Prime Minister of Guyana, Moses Nagamootoo, is questioning the surge in votes received by the Peoples’ Progressive Party/Civic (PPP/C) in the May 2015 elections when the voting patterns for the three previous elections indicated a downward trajectory. His contention is that the voters’ list has anomalies, which profited the PPP/C.

In his column, “My Turn”, the former PPP/C Executive said that there are legitimate beliefs that the existing voters’ list is contaminated with names of deceased persons, Guyanese who have long migrated and possibly “aliens or phantoms”.

Nagamootoo said that the Minister of Communities, Ronald Bulkan shared with him statistics on the voting patterns during elections between 1997 and 2015.
According to the PM, at the 1997 elections the PPP received 220,632 votes but started to lose votes between 2001 and 2011.

“In 2001, its votes fell to 210,013 or by 10,619; in 2006 its votes again fell to 183,988 or by 26,025; in 2011 its votes fell to an all-time low of 166,340 or by 17,648…The cumulative loss between 2001 and 2011 was 54,292 votes.
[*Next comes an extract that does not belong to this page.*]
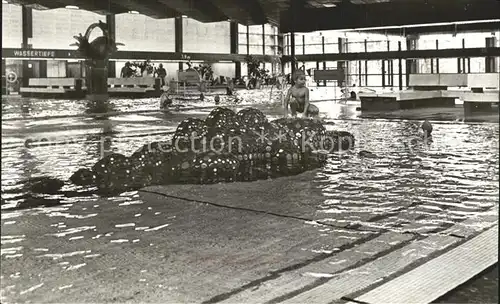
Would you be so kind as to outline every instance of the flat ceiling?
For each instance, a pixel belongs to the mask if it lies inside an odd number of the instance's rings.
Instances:
[[[152,18],[271,23],[310,32],[500,19],[499,0],[9,0],[33,9],[77,6],[100,14],[136,11]]]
But, inexplicably, the PPP polled 202,694 votes at the 2015 elections, or an increase by 36,354 votes over its showing in 2011, during which period the government had wallowed in corruption and had sunken to an all-time low in popularity.” Nagamootoo penned.

He said it must raise much more than curiosity that when the list stood at 475,496 voters in 2011, the PPP lost 17,548 votes to the then opposition parties. Combined, the APNU and AFC polled 175,011 votes as against the PPP’s 166,340. The latter won on a plurality of votes, but with a minority of parliamentary seats – 32, against 33 for the APNU+AFC.

However, in 2015, when the voters’ list jumped upwards by a whopping 107,948 voters, the PPP romped home with 202,694 votes or 36,354 more than it had received in 2011. “It is evident that the padding of the list benefitted the PPP and, without more, the “phantoms” came out to vote for this party,” Nagamootoo said.

The PM’s assertions come on the heels of the House-to-house registration wind -up, that was ordered by newly-appointed Chairperson of the Guyana Elections Commission (GECOM), Justice (Retired) Claudette Singh. The data gathered from the registration process will be merged with the National Register of Registrants Database (NRRDB), from which the Official List of Electors (OLE) will be drawn.